A média anual desde a promulgação por Ulysses Guimarães é de quase quatro emendas. Estabilidade? Só se for na corda bamba. Segurança jurídica? Só com frequentes releituras criativas do arcabouço legal. O tal texto analítico constitucional virou um terreno baldio onde se joga qualquer tipo de lei, como piso para profissional de enfermagem.

Ao se mexer no texto de cima, muitas vezes a lei infraconstitucional abaixo exige adequação. O Brasil se tornou o país da reforma permanente: só a reforma salva! Qualquer governo tem que assumir uma agenda de reformas constitucionais. A panacéia nacional em doses cavalares. O nosso dístico real é: instabilidade e insegurança. Nada de ordem, nem de progresso.

O autoengano de imaginar que o país será levado ao progresso ordenado numa nova panacéia como a reforma tributária é percebido nas declarações dos principais atores envolvidos na discussão da matéria no Congresso. Todos defendem diante das câmeras mais uma grande emenda, mais um remendo na Constituição. Ao qual já se anunciou o desdobramento: necessidade de uma lei complementar, obrigatoriedade de leis ordinárias, muitos decretos e portarias da Receita Federal pelos anos vindouros. Faltará tributarista no mercado se a proposta vingar.

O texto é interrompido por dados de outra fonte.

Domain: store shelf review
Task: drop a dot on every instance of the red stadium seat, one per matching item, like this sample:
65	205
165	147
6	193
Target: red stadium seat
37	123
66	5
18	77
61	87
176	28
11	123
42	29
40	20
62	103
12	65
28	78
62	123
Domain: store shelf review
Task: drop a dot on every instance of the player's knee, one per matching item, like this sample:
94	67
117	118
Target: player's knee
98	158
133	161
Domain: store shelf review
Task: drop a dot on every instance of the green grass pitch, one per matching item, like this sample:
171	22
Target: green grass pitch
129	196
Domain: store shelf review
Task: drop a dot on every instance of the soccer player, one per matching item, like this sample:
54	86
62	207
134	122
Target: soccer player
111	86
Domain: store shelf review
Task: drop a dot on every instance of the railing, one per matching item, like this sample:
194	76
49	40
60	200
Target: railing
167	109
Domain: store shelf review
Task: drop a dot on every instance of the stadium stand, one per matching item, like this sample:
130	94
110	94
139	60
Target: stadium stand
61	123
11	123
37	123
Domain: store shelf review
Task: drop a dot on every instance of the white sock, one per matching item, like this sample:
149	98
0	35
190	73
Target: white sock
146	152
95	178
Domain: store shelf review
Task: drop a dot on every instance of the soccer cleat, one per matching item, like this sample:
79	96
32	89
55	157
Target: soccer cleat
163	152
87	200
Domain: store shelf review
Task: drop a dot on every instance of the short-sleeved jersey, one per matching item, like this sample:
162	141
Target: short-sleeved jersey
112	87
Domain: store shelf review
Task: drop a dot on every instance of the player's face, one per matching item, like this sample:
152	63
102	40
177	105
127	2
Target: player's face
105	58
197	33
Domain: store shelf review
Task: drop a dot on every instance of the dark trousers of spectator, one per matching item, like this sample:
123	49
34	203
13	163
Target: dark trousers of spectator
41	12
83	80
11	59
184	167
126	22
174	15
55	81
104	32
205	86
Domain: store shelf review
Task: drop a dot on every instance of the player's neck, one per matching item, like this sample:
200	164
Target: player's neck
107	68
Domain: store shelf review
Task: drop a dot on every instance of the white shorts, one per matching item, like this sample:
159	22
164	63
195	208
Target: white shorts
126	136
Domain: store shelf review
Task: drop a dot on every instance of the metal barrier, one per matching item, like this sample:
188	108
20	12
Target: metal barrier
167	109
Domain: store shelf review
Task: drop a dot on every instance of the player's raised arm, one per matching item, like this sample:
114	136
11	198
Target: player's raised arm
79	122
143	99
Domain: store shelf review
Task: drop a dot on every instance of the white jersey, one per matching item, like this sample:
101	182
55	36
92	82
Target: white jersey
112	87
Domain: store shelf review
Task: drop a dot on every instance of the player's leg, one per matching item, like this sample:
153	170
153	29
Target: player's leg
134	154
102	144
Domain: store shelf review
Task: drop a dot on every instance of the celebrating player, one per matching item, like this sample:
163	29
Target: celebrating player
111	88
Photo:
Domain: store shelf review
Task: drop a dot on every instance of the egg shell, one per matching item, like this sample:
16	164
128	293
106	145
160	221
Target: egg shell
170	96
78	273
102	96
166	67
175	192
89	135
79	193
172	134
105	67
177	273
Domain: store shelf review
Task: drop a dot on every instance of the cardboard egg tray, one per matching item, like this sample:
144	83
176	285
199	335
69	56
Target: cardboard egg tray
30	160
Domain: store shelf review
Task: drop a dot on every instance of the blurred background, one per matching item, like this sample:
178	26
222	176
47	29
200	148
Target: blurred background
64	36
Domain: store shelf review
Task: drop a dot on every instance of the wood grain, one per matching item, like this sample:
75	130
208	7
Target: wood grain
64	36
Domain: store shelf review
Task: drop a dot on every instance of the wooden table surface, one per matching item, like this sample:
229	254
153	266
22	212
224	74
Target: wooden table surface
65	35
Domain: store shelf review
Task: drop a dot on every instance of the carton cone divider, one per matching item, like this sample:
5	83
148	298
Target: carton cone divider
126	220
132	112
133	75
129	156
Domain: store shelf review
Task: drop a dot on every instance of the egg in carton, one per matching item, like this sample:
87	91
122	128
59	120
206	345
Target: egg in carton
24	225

Desligada a luz da mídia, os muxoxos interrogativos vão se multiplicando em dúvidas e desconfiança. E isso nos agentes políticos diretamente envolvidos na discussão da matéria. Quando se desce aos detalhes, os diabos saltam de suas residências para atazanar governadores e prefeitos sobre como fica a situação distributiva dos impostos. Outros demônios podem vir a habitar o bolso dos contribuintes.

“Haverá neutralidade”, garantem os defensores da proposta. Gatilhos serão colocados para assegurar. Ninguém sabe ainda quem puxará o gatilho, nem quando exatamente. Óbvio que será depois que o imposto for recolhido… o contribuinte paga primeiro, e espera o governo devolver depois… A fé pode mover montanhas, mas tem dificuldades de abrir as portas do Tesouro Nacional.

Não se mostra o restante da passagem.